The GII identifies India as demonstrating "enhanced innovation efficiency" by converting limited inputs into high outputs. But efficiency in innovation should mean translating research investment into commercial impact, not producing more outputs with less investment. What GII celebrates as efficiency is optimisation for metrics: India generates countable outputs - patents filed, startups funded, services exported - without making difficult investments in fundamental research infrastructure, doctoral training, industry R&D laboratories, and university-industry partnerships that characterise genuine innovation.
The regional comparison is interesting. Central and Southern Asia has overtaken Latin America and the Caribbean in GII rankings, driven largely by India's innovation outputs, even though Latin America still leads on innovation inputs. This scenario - where a region with weaker inputs produces stronger measured outputs - should raise methodological red flags.
Latin American economies like Brazil and Mexico have more established industrial R&D capabilities and deeper integration into global manufacturing value chains; their lower output scores likely reflect inability to optimise for specific metrics GII privileges rather than genuine innovation deficit.
GII doesn’t track key links
Perhaps most revealing is what the GII does not measure. The index does not systematically track licensing revenues generated by universities from patents, the rate at which academic research gets incorporated into commercial products, companies spun out from university research, or talent flow between academia and industry R&D divisions.

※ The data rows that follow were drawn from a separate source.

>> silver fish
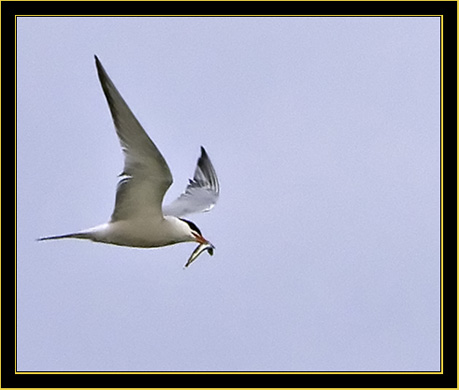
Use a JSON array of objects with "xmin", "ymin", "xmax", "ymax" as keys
[{"xmin": 184, "ymin": 242, "xmax": 215, "ymax": 268}]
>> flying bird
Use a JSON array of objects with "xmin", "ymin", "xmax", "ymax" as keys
[{"xmin": 38, "ymin": 56, "xmax": 220, "ymax": 266}]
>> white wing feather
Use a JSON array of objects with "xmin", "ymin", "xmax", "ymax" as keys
[
  {"xmin": 95, "ymin": 56, "xmax": 172, "ymax": 222},
  {"xmin": 163, "ymin": 146, "xmax": 220, "ymax": 217}
]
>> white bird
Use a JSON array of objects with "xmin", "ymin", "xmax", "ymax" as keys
[{"xmin": 38, "ymin": 56, "xmax": 220, "ymax": 265}]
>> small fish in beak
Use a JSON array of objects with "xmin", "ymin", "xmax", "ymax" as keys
[{"xmin": 184, "ymin": 240, "xmax": 215, "ymax": 268}]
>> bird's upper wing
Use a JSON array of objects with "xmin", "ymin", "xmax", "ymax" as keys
[
  {"xmin": 95, "ymin": 56, "xmax": 172, "ymax": 221},
  {"xmin": 163, "ymin": 146, "xmax": 220, "ymax": 217}
]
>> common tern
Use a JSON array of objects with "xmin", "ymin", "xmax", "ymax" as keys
[{"xmin": 38, "ymin": 56, "xmax": 220, "ymax": 265}]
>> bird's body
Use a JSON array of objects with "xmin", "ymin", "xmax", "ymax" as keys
[{"xmin": 39, "ymin": 57, "xmax": 219, "ymax": 266}]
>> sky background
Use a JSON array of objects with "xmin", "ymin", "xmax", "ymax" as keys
[{"xmin": 17, "ymin": 17, "xmax": 440, "ymax": 371}]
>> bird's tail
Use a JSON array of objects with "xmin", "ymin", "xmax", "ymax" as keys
[{"xmin": 37, "ymin": 232, "xmax": 91, "ymax": 241}]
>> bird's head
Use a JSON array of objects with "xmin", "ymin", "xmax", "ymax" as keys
[{"xmin": 179, "ymin": 218, "xmax": 209, "ymax": 244}]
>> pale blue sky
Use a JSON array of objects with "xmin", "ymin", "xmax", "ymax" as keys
[{"xmin": 17, "ymin": 17, "xmax": 440, "ymax": 371}]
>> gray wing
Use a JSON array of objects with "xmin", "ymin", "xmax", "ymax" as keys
[
  {"xmin": 163, "ymin": 146, "xmax": 220, "ymax": 217},
  {"xmin": 95, "ymin": 56, "xmax": 172, "ymax": 221}
]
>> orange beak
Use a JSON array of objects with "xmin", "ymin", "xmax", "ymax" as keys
[{"xmin": 193, "ymin": 233, "xmax": 209, "ymax": 244}]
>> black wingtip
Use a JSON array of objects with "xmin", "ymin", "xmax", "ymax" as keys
[{"xmin": 201, "ymin": 145, "xmax": 207, "ymax": 157}]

For India, tracking university patent licensing revenue would expose that despite thousands of patents filed annually, universities generate minimal income from technology transfer because most patents have little commercial value.
The observation that few Indian entities file patents internationally represents a powerful reality check that GII rankings obscure. International patent filings cost tens of thousands of dollars; entities only bear these costs when they believe an innovation has genuine global commercial potential.

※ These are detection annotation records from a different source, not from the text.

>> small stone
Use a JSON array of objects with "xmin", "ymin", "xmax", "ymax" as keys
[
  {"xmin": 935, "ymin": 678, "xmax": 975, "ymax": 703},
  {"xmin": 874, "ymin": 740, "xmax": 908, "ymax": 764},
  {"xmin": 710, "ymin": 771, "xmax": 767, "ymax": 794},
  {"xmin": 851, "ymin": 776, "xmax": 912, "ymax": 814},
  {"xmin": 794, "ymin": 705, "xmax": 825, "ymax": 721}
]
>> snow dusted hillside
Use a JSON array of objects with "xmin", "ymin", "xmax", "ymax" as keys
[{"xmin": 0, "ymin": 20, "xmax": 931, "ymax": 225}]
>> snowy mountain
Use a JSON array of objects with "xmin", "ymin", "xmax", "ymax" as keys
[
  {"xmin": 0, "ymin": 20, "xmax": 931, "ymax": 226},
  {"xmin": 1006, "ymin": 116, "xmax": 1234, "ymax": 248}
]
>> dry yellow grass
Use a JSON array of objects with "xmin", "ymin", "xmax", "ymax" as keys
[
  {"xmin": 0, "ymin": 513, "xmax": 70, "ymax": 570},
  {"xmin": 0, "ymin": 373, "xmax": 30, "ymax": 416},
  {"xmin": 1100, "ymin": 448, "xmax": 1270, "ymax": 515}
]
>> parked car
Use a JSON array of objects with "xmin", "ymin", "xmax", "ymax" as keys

The paucity of Indian international patent filings reveals that even patent holders themselves do not consider them worth protecting globally. This market verdict on patent quality does not appear in GII scoring.
Risking wrong policy signals
The disconnect between India's strong GII performance and weak underlying R&D fundamentals has significant policy implications. Seventy-seven percent of member states now use GII to design national innovation strategies. If policymakers interpret rising GII rankings as validation that innovation strategies are succeeding, they may continue prioritising wrong interventions - encouraging more patent filings, attracting venture capital, expanding ICT exports - rather than making difficult structural reforms needed to build genuine innovation capacity. True innovation overperformance would mean translating limited resources into disproportionate commercial impact, global competitiveness, and technology leadership - outcomes India's innovation ecosystem has not achieved despite improving index rankings.

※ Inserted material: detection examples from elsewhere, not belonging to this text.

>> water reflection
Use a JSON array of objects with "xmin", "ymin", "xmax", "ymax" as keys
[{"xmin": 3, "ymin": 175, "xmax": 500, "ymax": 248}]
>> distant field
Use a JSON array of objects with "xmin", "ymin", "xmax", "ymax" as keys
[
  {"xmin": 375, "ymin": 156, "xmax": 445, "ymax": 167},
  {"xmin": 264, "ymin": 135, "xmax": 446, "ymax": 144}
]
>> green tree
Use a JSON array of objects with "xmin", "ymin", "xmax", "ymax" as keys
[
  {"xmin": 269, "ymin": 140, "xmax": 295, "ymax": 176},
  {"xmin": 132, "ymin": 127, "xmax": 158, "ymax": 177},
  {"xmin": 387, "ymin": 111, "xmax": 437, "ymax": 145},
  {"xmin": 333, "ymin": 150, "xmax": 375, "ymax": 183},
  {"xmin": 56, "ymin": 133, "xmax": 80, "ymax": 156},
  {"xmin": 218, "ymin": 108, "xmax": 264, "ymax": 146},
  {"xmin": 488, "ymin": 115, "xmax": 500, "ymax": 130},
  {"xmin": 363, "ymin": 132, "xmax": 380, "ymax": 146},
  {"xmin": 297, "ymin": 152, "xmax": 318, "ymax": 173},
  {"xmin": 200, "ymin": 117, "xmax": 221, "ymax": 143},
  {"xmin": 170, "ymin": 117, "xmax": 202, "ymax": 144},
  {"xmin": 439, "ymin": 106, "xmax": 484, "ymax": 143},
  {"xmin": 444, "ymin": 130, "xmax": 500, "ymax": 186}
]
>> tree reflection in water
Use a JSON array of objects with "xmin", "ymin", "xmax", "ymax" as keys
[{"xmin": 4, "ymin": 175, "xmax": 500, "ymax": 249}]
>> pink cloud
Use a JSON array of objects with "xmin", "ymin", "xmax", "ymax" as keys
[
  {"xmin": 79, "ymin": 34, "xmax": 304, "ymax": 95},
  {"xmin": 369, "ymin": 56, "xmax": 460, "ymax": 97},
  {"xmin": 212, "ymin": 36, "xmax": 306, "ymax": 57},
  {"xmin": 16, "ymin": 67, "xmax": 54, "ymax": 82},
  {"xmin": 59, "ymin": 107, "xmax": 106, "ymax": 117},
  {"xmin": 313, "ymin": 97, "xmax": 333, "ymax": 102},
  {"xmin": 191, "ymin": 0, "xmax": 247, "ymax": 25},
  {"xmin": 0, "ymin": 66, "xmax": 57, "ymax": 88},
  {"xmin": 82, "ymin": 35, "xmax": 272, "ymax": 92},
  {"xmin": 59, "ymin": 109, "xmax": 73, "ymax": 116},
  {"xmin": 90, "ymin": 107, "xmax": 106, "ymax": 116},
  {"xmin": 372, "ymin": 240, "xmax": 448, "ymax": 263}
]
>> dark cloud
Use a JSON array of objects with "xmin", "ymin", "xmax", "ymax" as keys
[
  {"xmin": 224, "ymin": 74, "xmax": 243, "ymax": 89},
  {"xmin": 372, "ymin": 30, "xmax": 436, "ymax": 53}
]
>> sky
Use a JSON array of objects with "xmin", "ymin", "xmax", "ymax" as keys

Innovation should not be treated as a production function where outputs can be generated efficiently from minimal inputs through clever optimisation. Innovation is actually an ecosystem phenomenon requiring dense networks between universities, industry, finance, and government, sustained over longer time periods.
The GII report acknowledges that "many economies struggle to scale their innovation ecosystem, commercialise research, and integrate into global value chains," but these struggles - which precisely characterise India - do not prevent high innovation rankings if economies perform well on measurable components.
(Arindam Goswami is a software professional and a Research Scholar at The Takshashila Institution.)
Views are personal, and do not represent the stand of this publication.